Russia has been accused of preparing to test a new nuclear-armed missile just hours before Vladimir Putin will meet with Donald Trump to discuss the end of the Kremlin's war with Ukraine.
Satellite images have shown that Russia's Pankavo nuclear test site has had an increase in activity in recent weeks.
Putin and Trump will meet in Alaska later today, just 2,000 miles away from the site on the Novoya Zemlya archipelago.
The site has also seen an increase in equipment and personnel, including ships and aircraft associated with earlier testing of 9M730 Burevestnik.
A security source told The Telegraph that Russia was preparing a test of the Burevestnik missile.
However, Moscow fired back by issuing a chilling warning about the missile having an unlimited range.
The testing has seemingly been carried out in the lead-up to Mr Trump's Anchorage meeting with President Putin.
Russian President Vladimir Putin
|GETTY
"We can see all of the activity at the test site," Jeffrey Lewis, who is analysing the satellite images, said.
"Which is both huge amounts of supplies coming in to support operations and movement at the place where they actually launch the missile."
Mr Lewis, who is part of the California-based Middlebury Institute of International Studies, also said a test could be carried out as soon as this week.
Today's meeting between President Putin and Mr Trump will take place at a US Air Force base on the Last Frontier.
Satellite images show a number of vehicles and personnel at the site
|REUTERS
However, President Putin sat down for a meeting in Magadan in Russia's Far East for a meeting with its local governor just before jetting off for the crunch talks.
The summit, scheduled for 8.30pm, will aim at setting up a peace deal between Russia and Ukraine.
It will also look to ensure a lasting ceasefire between the two neighbouring countries.

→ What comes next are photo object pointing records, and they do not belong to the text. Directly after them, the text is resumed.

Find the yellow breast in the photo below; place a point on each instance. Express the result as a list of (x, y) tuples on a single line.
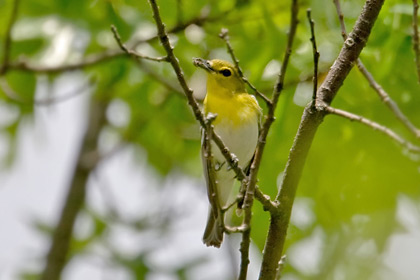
[(236, 109)]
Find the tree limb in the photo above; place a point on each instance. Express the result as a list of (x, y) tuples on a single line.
[(311, 119), (8, 39), (383, 95), (375, 126)]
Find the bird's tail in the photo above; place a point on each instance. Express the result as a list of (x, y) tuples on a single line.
[(213, 234)]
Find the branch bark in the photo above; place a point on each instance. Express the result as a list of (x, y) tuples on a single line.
[(311, 119)]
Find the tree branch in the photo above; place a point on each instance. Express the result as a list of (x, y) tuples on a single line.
[(10, 93), (315, 55), (90, 60), (8, 38), (132, 53), (310, 122), (163, 37), (375, 126), (255, 165), (416, 44), (383, 95)]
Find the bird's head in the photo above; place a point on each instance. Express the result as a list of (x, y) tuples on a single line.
[(222, 76)]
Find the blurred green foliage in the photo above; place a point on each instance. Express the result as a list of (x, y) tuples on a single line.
[(353, 175)]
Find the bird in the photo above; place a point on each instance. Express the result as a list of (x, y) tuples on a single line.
[(237, 120)]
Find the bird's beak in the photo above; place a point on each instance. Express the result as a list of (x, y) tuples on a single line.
[(202, 63)]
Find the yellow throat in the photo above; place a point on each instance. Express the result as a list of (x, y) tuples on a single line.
[(226, 94)]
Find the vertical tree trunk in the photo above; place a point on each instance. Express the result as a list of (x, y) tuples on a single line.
[(86, 162)]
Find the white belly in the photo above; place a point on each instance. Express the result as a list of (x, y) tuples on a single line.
[(241, 141)]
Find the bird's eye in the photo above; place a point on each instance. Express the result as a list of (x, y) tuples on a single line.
[(226, 72)]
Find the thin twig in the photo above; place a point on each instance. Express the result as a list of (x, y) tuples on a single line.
[(8, 38), (13, 95), (255, 165), (131, 52), (375, 126), (90, 60), (94, 59), (383, 95), (416, 43), (265, 200), (224, 34), (315, 55)]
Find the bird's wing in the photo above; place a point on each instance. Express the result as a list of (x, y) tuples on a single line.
[(209, 173)]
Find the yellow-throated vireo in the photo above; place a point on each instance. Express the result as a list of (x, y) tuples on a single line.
[(237, 123)]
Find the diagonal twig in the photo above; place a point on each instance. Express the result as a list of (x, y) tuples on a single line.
[(311, 120), (383, 95), (10, 93), (375, 126), (315, 55), (132, 53)]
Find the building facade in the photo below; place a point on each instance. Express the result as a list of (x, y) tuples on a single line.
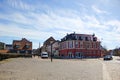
[(46, 44), (55, 48), (79, 46), (22, 46)]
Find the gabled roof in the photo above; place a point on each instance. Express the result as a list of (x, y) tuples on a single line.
[(47, 42), (23, 39)]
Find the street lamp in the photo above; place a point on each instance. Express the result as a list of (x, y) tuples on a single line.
[(51, 43), (51, 52)]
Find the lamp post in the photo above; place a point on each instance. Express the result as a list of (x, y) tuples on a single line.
[(51, 52), (51, 43)]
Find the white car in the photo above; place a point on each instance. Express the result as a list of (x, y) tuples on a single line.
[(44, 55)]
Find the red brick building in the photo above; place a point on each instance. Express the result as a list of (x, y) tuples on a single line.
[(80, 45), (22, 46)]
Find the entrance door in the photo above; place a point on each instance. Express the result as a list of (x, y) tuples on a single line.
[(78, 54), (70, 55)]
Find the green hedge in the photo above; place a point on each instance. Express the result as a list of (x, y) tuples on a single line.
[(14, 55)]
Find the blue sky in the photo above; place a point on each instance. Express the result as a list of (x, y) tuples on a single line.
[(37, 20)]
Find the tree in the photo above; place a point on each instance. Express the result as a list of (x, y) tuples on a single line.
[(117, 51)]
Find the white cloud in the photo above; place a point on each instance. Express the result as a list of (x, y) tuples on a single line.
[(97, 10)]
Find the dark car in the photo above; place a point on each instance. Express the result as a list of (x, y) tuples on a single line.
[(108, 57)]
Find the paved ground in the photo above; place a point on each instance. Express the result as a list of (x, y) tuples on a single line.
[(113, 68), (43, 69)]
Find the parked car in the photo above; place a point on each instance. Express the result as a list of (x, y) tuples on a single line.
[(44, 55), (108, 57)]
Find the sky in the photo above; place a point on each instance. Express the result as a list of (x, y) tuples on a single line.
[(37, 20)]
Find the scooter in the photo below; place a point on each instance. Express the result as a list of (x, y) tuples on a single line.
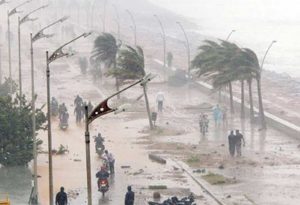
[(103, 186), (175, 201)]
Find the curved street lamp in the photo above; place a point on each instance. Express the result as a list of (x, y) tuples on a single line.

Mr Trump told reporters on Thursday in the Oval Office: “I am President, and he’s not going to mess around with me.”
Further satellite images captured of the site
|REUTERS
The US President also admitted that he expected the meeting with President Putin to be followed up by a summit with Ukrainian President Volodymyr Zelensky.

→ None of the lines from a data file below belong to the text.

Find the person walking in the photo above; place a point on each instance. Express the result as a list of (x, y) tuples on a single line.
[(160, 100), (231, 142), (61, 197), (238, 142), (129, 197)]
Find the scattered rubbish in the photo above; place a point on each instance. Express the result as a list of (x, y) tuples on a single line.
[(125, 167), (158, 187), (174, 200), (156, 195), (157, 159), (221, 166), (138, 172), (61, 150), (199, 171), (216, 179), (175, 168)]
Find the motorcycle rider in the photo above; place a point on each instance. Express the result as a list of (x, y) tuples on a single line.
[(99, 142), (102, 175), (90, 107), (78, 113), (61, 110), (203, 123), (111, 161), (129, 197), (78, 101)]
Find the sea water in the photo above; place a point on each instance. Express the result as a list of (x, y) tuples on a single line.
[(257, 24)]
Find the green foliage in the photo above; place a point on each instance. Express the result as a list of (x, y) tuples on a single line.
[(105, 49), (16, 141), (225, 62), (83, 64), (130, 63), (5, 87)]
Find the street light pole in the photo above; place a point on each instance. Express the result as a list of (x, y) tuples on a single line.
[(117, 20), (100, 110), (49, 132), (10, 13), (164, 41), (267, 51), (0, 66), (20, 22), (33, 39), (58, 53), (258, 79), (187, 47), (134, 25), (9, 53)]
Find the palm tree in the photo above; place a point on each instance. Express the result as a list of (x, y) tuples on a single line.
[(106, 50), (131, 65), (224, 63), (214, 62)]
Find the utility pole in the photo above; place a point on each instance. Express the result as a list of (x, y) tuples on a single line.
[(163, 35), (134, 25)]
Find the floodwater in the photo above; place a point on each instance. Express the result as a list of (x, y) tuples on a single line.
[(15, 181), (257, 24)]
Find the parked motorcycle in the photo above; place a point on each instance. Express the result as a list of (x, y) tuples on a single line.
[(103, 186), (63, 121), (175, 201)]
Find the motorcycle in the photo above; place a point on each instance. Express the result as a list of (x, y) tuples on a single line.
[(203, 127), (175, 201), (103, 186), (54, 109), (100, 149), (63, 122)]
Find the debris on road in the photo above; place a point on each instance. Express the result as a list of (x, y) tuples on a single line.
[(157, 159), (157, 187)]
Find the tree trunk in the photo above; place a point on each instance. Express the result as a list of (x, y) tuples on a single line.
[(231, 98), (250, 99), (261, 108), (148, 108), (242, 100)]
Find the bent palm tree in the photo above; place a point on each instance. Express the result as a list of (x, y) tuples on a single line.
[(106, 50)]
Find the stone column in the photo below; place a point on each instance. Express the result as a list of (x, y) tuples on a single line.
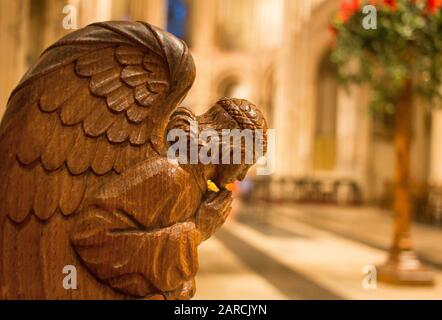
[(90, 11), (14, 40), (346, 121), (293, 106), (435, 178), (202, 22), (151, 11)]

And European leaders have also expressed a desire to have some involvement in negotiations.
“The more important meeting will be the second meeting that we’re having," Mr Trump said.
"We’re going to have a meeting with President Putin, President Zelensky, myself and maybe we’ll bring some of the European leaders, maybe not."
The two leaders pictured in 2018 | GETTY
Ukraine's Odesa MP Oleksiy Goncharenko had earlier said that he feared a deal being made without Ukraine.
That sentiment was shared by Prime Minister Sir Keir Starmer, who met with Mr Zelensky at Downing Street on Thursday.
However, ahead of today's meeting, Mr Trump also held talks with Belarusian leader Aleksandr Lukashenko.
He said: "The purpose of the call was to thank him for the release of 16 prisoners.
"We are also discussing the release of 1,300 additional prisoners. Our conversation was a very good one."